Время афинского господства на море стало одним из самых удивительных периодов истории Древней Греции; именно тогда эллины изобрели понятие «талассократия» – власть на море. Перикл, который, вероятно, был больше флотоводцем, чем полководцем, как и неизвестный автор написанного тогда же трактата – «Афинская полития» [173] , – понимал и, возможно, переоценивал масштаб и эффективность власти на море, особенно во время войны. Она могла обеспечить безопасную доставку продовольствия с юга России к пристаням Пирея; значительно затруднить продвижение вражеских торговых судов, проходивших через Сароднический залив или вдоль Коринфского залива, пока у входа в них находилась военно-морская база; позволять осуществлять доставку афинских войск в любую часть обширных владений их города и перевозку десанта в любую точку на побережье Пелопоннеса или от нее.
Таким образом, талассократия позволяла более эффективно вести войну.
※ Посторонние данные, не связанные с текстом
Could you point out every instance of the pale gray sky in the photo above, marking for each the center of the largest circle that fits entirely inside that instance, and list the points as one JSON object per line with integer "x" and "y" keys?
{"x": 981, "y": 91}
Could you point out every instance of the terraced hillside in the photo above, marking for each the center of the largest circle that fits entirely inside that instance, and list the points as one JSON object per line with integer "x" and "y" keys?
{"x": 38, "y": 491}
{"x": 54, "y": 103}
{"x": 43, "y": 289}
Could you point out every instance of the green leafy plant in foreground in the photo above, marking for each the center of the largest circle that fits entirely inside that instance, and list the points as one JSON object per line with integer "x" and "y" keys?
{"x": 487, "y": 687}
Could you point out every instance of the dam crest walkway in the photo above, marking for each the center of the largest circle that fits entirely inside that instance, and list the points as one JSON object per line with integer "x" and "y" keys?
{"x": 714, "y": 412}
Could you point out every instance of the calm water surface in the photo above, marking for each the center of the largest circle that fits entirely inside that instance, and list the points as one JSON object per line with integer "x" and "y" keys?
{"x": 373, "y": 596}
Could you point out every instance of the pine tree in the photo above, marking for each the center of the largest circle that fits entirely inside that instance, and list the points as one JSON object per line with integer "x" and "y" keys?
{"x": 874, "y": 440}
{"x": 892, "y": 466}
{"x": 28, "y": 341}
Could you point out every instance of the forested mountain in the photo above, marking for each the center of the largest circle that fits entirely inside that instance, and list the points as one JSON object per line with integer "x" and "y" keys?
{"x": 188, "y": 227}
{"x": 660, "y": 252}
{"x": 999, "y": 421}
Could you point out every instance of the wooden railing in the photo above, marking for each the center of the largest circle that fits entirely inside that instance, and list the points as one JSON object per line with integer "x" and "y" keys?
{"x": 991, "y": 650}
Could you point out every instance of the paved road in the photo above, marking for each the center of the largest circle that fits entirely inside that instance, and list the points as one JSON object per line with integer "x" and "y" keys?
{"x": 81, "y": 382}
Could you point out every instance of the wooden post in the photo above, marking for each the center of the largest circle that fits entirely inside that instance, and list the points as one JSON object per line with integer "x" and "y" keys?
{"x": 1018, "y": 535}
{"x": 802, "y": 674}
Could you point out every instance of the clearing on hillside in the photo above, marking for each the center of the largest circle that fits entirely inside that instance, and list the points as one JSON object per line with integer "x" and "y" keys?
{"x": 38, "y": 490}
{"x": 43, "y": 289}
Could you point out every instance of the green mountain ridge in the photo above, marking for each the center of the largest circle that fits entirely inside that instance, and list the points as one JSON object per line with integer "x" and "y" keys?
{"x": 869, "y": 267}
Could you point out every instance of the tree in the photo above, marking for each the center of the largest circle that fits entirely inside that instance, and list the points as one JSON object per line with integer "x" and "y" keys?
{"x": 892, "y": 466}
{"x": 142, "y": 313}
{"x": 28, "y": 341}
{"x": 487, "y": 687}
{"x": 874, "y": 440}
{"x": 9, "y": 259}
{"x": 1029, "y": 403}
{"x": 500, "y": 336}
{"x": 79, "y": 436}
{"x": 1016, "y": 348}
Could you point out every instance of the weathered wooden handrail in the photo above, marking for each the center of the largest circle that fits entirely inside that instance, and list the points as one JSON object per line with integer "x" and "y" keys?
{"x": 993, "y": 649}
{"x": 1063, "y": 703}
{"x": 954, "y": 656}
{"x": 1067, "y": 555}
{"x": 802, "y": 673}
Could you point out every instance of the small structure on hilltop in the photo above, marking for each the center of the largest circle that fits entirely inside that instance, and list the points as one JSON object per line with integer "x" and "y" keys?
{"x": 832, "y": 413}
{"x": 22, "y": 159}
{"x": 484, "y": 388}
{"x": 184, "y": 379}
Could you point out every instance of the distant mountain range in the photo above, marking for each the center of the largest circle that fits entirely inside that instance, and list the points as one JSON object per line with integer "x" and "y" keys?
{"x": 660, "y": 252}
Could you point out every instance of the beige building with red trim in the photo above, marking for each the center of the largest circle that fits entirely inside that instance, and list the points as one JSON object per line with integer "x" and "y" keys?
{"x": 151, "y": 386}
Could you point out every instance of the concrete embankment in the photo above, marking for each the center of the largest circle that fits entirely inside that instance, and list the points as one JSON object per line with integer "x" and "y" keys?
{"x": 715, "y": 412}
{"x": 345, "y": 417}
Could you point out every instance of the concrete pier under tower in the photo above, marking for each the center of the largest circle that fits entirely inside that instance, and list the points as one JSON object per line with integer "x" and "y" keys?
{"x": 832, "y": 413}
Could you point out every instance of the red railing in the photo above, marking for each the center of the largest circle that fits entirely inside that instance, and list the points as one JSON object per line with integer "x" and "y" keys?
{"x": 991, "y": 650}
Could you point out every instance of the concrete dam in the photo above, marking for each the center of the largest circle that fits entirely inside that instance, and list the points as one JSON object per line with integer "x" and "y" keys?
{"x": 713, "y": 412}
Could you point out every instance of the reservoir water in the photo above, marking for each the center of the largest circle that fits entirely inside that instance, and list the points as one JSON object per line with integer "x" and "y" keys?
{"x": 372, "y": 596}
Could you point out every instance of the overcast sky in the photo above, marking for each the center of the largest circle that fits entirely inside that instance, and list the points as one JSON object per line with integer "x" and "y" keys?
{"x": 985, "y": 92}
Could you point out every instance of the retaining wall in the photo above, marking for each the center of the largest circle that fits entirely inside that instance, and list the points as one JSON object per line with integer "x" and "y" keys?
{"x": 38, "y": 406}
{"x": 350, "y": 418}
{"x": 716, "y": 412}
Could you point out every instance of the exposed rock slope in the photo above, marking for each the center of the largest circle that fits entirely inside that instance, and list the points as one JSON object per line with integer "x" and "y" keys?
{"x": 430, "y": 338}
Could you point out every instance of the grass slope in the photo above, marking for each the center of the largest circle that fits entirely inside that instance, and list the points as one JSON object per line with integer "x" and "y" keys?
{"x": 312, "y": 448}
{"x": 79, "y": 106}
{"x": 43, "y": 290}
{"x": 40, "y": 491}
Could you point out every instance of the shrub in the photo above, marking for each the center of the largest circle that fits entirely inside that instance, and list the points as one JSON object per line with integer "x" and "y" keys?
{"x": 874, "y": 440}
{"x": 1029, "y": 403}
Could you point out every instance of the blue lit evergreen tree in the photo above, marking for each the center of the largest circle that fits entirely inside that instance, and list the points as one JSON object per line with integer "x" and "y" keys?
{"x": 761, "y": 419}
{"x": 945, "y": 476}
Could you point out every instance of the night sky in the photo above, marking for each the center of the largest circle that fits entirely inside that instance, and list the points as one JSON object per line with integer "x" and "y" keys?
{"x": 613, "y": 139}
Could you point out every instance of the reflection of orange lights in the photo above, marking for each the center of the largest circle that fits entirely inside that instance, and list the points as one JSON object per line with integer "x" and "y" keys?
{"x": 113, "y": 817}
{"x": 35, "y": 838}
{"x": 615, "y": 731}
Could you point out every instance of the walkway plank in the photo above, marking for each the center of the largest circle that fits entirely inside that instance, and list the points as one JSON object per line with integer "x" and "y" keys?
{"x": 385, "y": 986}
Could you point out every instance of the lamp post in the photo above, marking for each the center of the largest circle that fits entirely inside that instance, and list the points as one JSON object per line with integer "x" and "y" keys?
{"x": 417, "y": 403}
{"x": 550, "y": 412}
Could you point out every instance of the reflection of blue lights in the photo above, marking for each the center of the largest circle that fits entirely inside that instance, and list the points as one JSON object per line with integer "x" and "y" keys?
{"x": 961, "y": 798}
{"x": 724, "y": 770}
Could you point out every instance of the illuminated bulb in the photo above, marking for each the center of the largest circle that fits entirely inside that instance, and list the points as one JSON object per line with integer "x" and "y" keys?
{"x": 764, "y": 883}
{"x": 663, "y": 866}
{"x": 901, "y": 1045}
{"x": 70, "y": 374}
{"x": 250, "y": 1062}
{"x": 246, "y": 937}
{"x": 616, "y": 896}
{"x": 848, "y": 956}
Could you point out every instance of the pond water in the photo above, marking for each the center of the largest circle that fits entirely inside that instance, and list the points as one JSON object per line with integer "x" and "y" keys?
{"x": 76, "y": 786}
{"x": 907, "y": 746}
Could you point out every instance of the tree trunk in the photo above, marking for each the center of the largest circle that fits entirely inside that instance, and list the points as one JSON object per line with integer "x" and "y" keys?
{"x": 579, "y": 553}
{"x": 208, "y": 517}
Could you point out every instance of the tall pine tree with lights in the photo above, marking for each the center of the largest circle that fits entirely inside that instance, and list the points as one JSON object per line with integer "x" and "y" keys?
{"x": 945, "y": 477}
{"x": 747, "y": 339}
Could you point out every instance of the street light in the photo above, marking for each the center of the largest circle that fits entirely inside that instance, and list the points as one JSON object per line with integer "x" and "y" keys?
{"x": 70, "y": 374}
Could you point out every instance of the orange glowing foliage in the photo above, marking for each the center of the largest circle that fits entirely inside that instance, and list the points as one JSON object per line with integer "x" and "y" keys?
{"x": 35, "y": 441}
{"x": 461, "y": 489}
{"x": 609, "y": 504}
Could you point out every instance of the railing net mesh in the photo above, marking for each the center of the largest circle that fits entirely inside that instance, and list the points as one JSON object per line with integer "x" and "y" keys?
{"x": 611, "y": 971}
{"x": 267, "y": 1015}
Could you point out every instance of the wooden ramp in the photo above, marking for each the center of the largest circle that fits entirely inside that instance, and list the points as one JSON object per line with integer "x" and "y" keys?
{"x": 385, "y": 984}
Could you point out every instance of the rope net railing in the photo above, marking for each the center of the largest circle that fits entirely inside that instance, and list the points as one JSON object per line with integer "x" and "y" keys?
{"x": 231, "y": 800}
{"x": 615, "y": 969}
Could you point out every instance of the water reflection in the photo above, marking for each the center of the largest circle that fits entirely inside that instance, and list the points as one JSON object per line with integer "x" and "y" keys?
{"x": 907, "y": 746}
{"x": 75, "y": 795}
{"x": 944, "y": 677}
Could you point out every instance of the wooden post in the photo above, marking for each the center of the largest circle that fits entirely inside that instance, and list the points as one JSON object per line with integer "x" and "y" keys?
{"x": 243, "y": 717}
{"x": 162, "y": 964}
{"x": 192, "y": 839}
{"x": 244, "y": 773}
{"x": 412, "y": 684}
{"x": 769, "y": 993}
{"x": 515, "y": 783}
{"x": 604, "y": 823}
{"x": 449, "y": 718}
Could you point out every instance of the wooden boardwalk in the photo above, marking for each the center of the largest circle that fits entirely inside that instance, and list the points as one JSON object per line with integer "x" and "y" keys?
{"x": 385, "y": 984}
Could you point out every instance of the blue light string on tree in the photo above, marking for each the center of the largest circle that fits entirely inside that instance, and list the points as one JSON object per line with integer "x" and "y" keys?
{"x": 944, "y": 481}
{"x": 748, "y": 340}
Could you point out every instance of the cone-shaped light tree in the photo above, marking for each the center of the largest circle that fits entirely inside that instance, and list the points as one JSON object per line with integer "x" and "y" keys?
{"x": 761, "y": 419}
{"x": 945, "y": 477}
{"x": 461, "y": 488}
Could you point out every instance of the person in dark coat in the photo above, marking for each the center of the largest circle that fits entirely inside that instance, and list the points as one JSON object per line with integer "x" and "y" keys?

Однако триремы и состоящий из них флот имеют недостатки, о которых не следует забывать [174] . На них нельзя было перевозить продовольствие и воду в количествах, достаточных для продолжительных путешествий. К тому же они были не самым комфортным обиталищем для многочисленных команд. Ночью они не могли придерживаться курса и не обладали средствами связи, необходимыми для осуществления коммуникации с другими судами. У них была большая осадка [175] . Конечно, они могли ходить под парусом, но у них не было высоких мачт, позволяющих высматривать противника или подать сигнал остальным кораблям. Когда они принимали участие только в военных действиях, на них было слишком большое количество моряков для безопасной высадки на вражеском побережье. При благоприятных условиях триремы могли перекрыть гавань, но при этом они были не в состоянии заблокировать длинную береговую линию. Их возможности, связанные с созданием помех для передвижения кораблей противника, были крайне ограниченны. Я могу вспомнить лишь два примера из истории Древней Греции, когда вражеские транспортные суда были уничтожены превосходящим их флотом [176] . Содержать военные корабли было дорого, так как они требовали наличия многочисленной команды, а человеческие потери, неизбежные во время любой ожесточенной битвы [177] , компенсировать было непросто, даже несмотря на то что высокий профессионализм моряков обеспечивал победу сравнительно небольшим флотам. Сами суда быстро приходили в негодность, если в мирное время им не обеспечивали хорошие условия хранения, а находясь на службе, они портились из-за плохой погоды. Они были довольно хрупкими: некогда они были удачно сравнены с лодками, на которых проводят соревнования восьмерок [178] . Несмотря на то что полностью укомплектованные триремы вполне были способны осуществлять маневры против кораблей такого же типа, они были гораздо менее эффективны против крепких торговых судов. Если трирема таранила такой корабль, она могла подвергнуть себя опасности: владелец судна, воспользовавшись попутным ветром, мог преследовать ее на протяжении длительного времени. Кроме того, подобные корабли могли преодолевать в открытом море большие дистанции, в то время как триремы были вынуждены плавать недалеко от побережья. Обо всем этом следует помнить. Может даже показаться удивительным, что такие корабли доминировали в море на протяжении столь продолжительного времени.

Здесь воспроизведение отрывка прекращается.